Stephen Abell

Swansong at twilight

issue 22 April 2006

It is, if you stop to think about it, an important literary question: what, exactly, is the point of short stories? They so often can — to this reader at least — be dismissed merely as stunted or early-aborted novels, a single idea gestated in the writer’s imagination that has inescapably failed to divide, multiply and develop into a full-grown body of work. They feel incomplete, inconsequential, unsatisfying. Fortunately, Francis King has shown us a (perhaps the) redeeming feature. He has realised that a short story is the perfect form to tell of shortened existence, of life not being allowed fully to develop or finally being brought to an end. His writing is dissatisfied, but not unsatisfying.

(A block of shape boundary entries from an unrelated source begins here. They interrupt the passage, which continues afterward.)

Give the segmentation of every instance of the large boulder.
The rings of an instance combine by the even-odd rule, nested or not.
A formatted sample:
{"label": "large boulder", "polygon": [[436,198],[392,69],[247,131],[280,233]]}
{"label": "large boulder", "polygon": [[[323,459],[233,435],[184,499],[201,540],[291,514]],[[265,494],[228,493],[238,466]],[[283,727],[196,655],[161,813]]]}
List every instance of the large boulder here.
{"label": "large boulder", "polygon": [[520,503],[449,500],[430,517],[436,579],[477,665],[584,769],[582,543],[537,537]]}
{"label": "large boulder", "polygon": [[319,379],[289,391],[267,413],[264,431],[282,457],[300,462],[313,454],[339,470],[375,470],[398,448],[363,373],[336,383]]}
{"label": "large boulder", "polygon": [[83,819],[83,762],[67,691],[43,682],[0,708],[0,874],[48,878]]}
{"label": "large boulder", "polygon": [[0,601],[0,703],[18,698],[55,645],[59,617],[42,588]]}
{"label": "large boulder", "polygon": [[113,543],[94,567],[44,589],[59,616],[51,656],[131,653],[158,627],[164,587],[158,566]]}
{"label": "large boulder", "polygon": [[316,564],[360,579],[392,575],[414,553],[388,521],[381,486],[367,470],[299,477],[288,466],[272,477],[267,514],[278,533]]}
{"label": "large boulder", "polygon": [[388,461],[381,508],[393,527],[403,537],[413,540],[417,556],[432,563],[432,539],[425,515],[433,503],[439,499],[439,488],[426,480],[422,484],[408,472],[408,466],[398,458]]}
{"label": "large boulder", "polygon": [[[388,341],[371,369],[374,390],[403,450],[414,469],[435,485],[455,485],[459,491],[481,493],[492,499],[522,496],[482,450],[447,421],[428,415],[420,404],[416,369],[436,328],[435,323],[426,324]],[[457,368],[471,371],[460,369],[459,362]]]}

Certainly, this collection is tinged and tainted by grief throughout, like an old album of sepia-stained photographs. Every story contains the presence of death, from the first, ‘Mouse’, in which an old man recalls the premature loss in wartime of his boyhood prefect and love (‘his body shuddered against mine. Then he began to sob, in what sounded like a prolonged, useless bout of retching’) to ‘Causes’, the final tale of a man’s trip to Egypt to pick up the belongings of his dead twin, which leaves him contemplating ‘the dying light of a sun that seems to rest, an enormous, immoveable disk above the sterile, humped mountains’.

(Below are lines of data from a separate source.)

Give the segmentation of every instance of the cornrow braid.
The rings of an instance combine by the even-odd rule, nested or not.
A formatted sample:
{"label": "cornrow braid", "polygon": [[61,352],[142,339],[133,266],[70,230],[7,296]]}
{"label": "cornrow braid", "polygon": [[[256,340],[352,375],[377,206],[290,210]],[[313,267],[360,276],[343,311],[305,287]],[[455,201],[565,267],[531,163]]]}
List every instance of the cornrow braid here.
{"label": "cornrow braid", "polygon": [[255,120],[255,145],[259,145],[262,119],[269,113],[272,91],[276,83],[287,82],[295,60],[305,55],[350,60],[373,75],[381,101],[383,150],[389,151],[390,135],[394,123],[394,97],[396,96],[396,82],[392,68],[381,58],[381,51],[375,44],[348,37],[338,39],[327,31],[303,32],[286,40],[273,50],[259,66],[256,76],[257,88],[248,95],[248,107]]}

Sunlight in The Sunlight on the Garden is predominantly like this: a fading, mournful twilight in which the colour has been catheterised from the world. King is keen to emphasise this contagious colourlessness, which comes to infect the very vision of his characters with their ‘watery, washed-out blue’, ‘bleak, extraordinarily pale blue’, or ‘wide-spaced pale-blue’ eyes. Such a muted approach allows King to create a sense of understated understanding of the people he describes; it allows him, crucially, to be revealing without being showy.